A vehicle with mass of 1200kg accelerates from rest upward with an incline of 1:25 and reaches a speed of 72km/h after 2 minutes, calculate the potential energy
how high
average speed = 72/2*10^3 = 36 *1000 meters / (3600 seconds) = 10 m/s
distance up = h = 10 m/s * 120 s * (1/25) = 48 meters
PE = U = m g h = 1200 * 9.81 on earth * 48 Joules
To calculate the potential energy, we need to find the height the vehicle has gained.
First, let's convert the speed from km/h to m/s:
72 km/h = (72 * 1000) m/ (60 * 60) s = 20 m/s
Now, we can use the formula for potential energy:
Potential energy (PE) = mass (m) * gravity (g) * height (h)
Given:
mass (m) = 1200 kg
gravity (g) = 9.8 m/s^2
We need to find height (h).
The incline is given as 1:25. This means that for every 1 meter of vertical height, there is a 25-meter increase in horizontal distance.
Let's assume the vertical height gained is x meters.
Then, the horizontal distance gained will be 25x meters.

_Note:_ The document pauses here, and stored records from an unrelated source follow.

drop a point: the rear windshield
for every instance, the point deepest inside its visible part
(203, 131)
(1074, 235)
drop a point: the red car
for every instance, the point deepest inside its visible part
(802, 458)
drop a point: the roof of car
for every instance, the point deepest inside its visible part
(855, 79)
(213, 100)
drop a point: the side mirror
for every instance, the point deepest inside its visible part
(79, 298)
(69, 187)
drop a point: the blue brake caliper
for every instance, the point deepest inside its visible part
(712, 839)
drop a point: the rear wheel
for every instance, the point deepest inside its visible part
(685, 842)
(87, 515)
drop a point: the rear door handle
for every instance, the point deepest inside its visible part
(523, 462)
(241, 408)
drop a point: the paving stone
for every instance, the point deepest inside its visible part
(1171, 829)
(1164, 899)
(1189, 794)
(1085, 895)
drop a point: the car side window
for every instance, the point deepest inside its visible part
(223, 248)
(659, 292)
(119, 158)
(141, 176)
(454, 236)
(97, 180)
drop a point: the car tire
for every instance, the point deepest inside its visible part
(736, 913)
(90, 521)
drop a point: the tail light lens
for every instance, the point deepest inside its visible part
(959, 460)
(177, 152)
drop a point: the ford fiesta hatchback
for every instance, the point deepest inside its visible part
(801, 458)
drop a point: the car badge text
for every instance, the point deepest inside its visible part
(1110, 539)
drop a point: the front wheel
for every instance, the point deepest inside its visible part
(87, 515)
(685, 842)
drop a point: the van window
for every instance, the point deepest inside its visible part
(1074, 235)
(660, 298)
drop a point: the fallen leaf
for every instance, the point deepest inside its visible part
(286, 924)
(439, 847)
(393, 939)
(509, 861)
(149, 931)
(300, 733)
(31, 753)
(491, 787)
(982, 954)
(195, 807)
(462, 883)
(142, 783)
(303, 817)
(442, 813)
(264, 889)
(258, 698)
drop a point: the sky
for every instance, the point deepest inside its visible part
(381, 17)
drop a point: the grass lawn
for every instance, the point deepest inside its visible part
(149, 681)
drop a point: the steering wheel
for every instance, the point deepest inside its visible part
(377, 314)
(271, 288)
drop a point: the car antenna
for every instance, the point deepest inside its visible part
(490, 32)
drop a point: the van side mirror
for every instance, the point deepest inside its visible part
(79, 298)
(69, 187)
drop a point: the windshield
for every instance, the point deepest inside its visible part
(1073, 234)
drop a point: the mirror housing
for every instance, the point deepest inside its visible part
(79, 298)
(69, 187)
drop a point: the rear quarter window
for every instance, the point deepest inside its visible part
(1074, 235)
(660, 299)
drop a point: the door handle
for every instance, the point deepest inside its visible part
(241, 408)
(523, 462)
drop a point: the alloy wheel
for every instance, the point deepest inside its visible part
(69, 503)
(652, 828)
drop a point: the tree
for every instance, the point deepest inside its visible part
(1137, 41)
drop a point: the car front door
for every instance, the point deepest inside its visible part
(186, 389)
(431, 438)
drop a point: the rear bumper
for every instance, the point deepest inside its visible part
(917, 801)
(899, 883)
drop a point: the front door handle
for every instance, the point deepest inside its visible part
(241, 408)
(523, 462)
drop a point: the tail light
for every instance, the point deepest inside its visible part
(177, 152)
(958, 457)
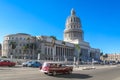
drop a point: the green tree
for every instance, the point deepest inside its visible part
(53, 37)
(33, 46)
(12, 46)
(77, 46)
(53, 44)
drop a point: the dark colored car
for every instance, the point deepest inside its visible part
(34, 64)
(55, 68)
(7, 63)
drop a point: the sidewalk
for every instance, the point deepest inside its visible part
(93, 67)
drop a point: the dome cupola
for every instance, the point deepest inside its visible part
(73, 29)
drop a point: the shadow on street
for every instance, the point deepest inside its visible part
(74, 76)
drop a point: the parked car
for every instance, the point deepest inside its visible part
(7, 63)
(25, 64)
(55, 68)
(31, 64)
(34, 64)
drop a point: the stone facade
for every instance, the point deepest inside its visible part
(73, 33)
(0, 49)
(112, 57)
(46, 48)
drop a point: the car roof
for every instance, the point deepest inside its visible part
(55, 62)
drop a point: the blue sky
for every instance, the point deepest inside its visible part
(100, 20)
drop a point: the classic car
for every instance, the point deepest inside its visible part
(31, 64)
(55, 68)
(7, 63)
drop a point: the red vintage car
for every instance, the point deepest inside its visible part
(7, 63)
(55, 68)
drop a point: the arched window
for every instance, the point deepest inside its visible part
(71, 19)
(74, 19)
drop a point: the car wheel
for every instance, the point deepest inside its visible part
(70, 71)
(54, 73)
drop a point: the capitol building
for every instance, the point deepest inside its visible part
(25, 46)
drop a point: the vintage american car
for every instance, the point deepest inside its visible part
(31, 64)
(7, 63)
(55, 68)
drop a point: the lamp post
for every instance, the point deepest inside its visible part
(38, 56)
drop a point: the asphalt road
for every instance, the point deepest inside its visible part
(20, 73)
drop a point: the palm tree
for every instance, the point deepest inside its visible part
(53, 37)
(24, 48)
(28, 39)
(33, 46)
(77, 46)
(12, 46)
(53, 44)
(105, 56)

We can use the formula for acceleration on an inclined plane:
acceleration (a) = g * sin(theta)
where theta is the angle of the incline.
Given:
theta = arctan (1/25)
Now, let's find the acceleration:
a = 9.8 * sin(theta)
Finally, using the kinematic equation to find height h, with an initial velocity of 0 m/s and acceleration a over a time of 2 minutes (converted to seconds):
h = 0.5 * a * t^2
where t = 2 * 60 = 120 seconds
Now, let's calculate the potential energy using the formula:
PE = m * g * h
Substituting the values:
PE = 1200 * 9.8 * h
Now, let's calculate each step:
Step 1: Convert speed from km/h to m/s
72 km/h = 20 m/s
Step 2: Calculate the inclination angle
theta = arctan (1/25)
Step 3: Calculate the acceleration
a = 9.8 * sin(theta)
Step 4: Calculate the height gained
h = 0.5 * a * t^2 = 0.5 * a * (120^2)
Step 5: Calculate the potential energy
PE = 1200 * 9.8 * h
Now, let's compute these steps:
Step 1: 72 km/h = 20 m/s
Step 2: theta = arctan (1/25) ≈ 2.29 degrees
Step 3: a = 9.8 * sin(theta) ≈ 0.378 m/s^2
Step 4: h = 0.5 * a * (120^2) = 0.5 * 0.378 * 14400 ≈ 2721.6 m
Step 5: PE = 1200 * 9.8 * 2721.6 ≈ 31,905,984 J
Therefore, the potential energy of the vehicle is approximately 31,905,984 Joules.